In [111]:
# using natural language toolkit
import nltk
import json
import os
from nltk.corpus import stopwords
from nltk.stem.lancaster import LancasterStemmer
#from nltk.stem.snowball import SnowballStemmer
# word stemmer
stemmer = LancasterStemmer()
#stemmer1 = SnowballStemmer("english")

In [112]:
# import chat-bot intents training file
with open('intents.json') as json_data:
    sample_dataset = json.load(json_data)

In [113]:
# capture unique stemmed words in the training corpus
corpus_words = []
intents = []
training_data = []
record_list =[]
#ignore = ['?']

for record in sample_dataset['intent_examples']:
    
    if record['intent'] not in intents:
        intents.append(record['intent'])
    record_list.append(record)
    
    for word in nltk.word_tokenize(record['text']):
        # ignore a few things
        if word not in ["?", "'s", ","]:
            # stem and lowercase each word
            if word == "'m":
                word = "am"
            stemmed_word = stemmer.stem(word.lower())
            corpus_words.append(stemmed_word)
            #documents.append((stemmed_word,intent_examples['intent']))
            #class_words[intent_examples['intent']].extend([stemmed_word])

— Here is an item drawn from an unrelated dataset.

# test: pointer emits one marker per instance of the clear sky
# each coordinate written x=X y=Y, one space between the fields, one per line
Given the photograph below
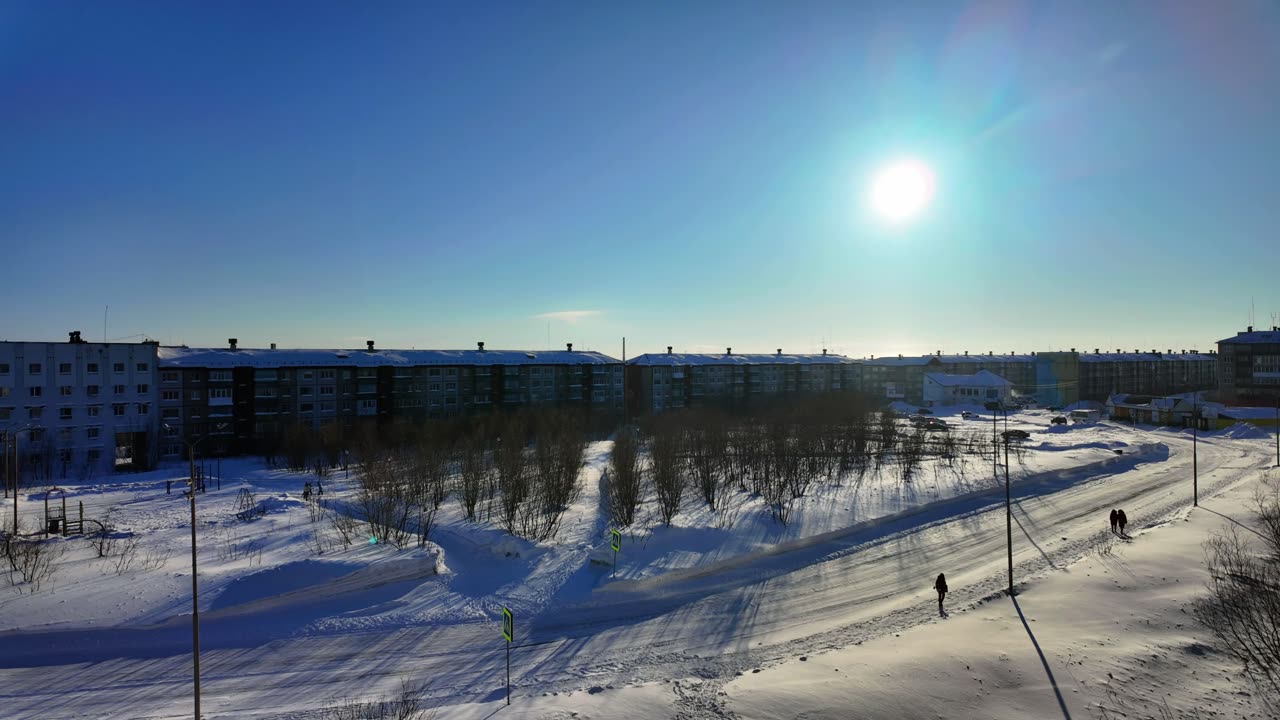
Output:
x=680 y=173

for record in record_list:
    training_data.append((nltk.word_tokenize(record["text"]), record["intent"]))

corpus_words = list(set(corpus_words))

# # the number of occurances of the word in training corpus (word frequency)
#print("Corpus words and counts: %s" % corpus_words)
# # all words in each intent-class
#print (len(corpus_words), "unique stemmed words", corpus_words)
#print("Intents : %s" % intents)   
#print(documents)
print (len(training_data), "dataset records")
print (len(intents), "intents", intents)
print (len(corpus_words), "unique stemmed words", corpus_words)

36 dataset records
4 intents ['greet', 'restaurant_search', 'affirm', 'goodbye']
61 unique stemmed words ['mex', 'goodby', 'anywh', 'ind', 'ok', 'cuisin', 'for', 'town', 'me', 'bye', 'som', 'pleas', 'yo', 'i', 'chines', 'how', 'okay', 'am', 'ye', 'right', 'an', 'look', 'hav', 'in', 'yep', 'west', 'cent', 'ar', 'yeah', 'near', 'food', 'indee', 'is', 'howdy', 'good', 'that', 'city', 'to', 'eat', 'of', 'search', 'the', 'plac', 'end', 'ther', 'gre', 'spot', 'hi', 'show', 'nor', 'hey', 'you', 'morn', 'welcom', 'afternoon', 'stop', 'resta', 'day', 'nic', 'a', 'hello']


In [114]:
# create our training data
training_input = []
training_output = []
# create an empty array for our output
output_empty = [0] * len(intents)

# training set, bag of words for each sentence
for record in training_data:
    # initialize our bag of words
    bag = []
    # list of tokenized words for the pattern
    pattern_words = record[0]
    #print(pattern_words)
    # stem each word
    pattern_words = [stemmer.stem(word.lower()) for word in pattern_words]
    # create our bag of words array
    for w in corpus_words:
        bag.append(1) if w in pattern_words else bag.append(0)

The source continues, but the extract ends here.